312. Why I Won’t Marry a Cohabitating Couple
Cohabitation is defined as “the state of living together and having a sexual relationship without being married.” It is commonly referred to as simply “living together” but cohabitation specifically implies the presence of sexual activity.
The trend is that many couples, including Christian couples, decide to live together before they get married. The main reasons seem to be convenience, saving money, and getting more data about the other person to avoid potential divorce. At first, it makes logical sense, in short-sighted human perspective. But instead of improving marriage, a substantial body of evidence indicates that those who live together before marriage are more likely to break up after marriage. One statistic says the chance of divorce is 61% higher for a cohabiting couple, which is staggering.

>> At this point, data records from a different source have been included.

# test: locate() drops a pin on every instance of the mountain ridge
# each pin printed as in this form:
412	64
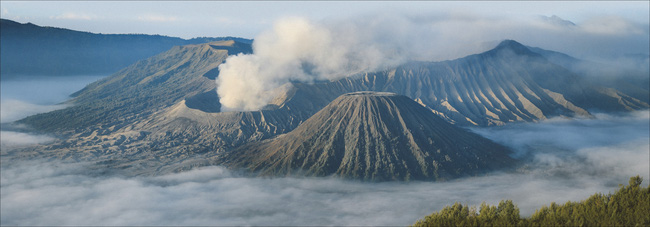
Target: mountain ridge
373	136
176	116
29	49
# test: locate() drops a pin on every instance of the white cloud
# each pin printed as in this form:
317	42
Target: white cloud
12	139
75	16
51	193
158	18
12	109
612	25
297	49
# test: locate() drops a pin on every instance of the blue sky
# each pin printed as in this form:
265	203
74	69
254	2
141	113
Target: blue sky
249	18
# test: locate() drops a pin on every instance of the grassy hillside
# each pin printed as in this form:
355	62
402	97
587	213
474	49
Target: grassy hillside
29	49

But the greatest issue at hand is that cohabitation is against God’s will. Firstly, it is sin because the scripture states that “fornication” is sin. (1 Cor 6:9-10,18) To be clear, calling this sin is not to condemn the couple, but to guide them to the correct path of happiness. Sin does not lead to happiness; obedience to God’s will does. (Luke 11:28) Secondly, it goes against God’s plan for marriage. Genesis 2:24 clearly indicates that the couple becomes one flesh through marriage first, then enjoys sexual intimacy. Sexual intimacy is only reserved within the covenant of marriage, which is instituted and approved by God. Someone said, “Outside of marriage, sex is a lie” because it would be acting like a married couple when they are not. Sex does not make the couple one flesh, “marriage” does. Cohabitation reverses God’s sacred order of marriage, reducing the significance of both marriage and sex.
As this is my conviction, I cannot officiate marriage for a cohabiting couple in my church when I fully know that the couple is willfully moving in the opposite direction of healthy, biblical marriage. It would also communicate the wrong message to the church that it is ok to cohabit when it is not.
If the couple still insists on me officiating their marriage, they will be asked to live separately until their wedding day. I know it may sound unthinkable. Yes, it may terribly be inconvenient and expensive. And it may look like a meaningless ordeal to the world. But following Jesus even when it is inconvenient and expensive to do so is not only expected of Christians (Mat 16:24, Luke 14:28), but is always worth it. I’ve seen couples who take this beautiful step of obedience, and they are better for it, not worse. On a practical level, it gives them enough space from each other to build up problem-solving and communication skills necessary to have an enduring marriage. But most importantly, such obedience allows the couple to confidently hope for God’s blessing for their marriage, not just wish for it.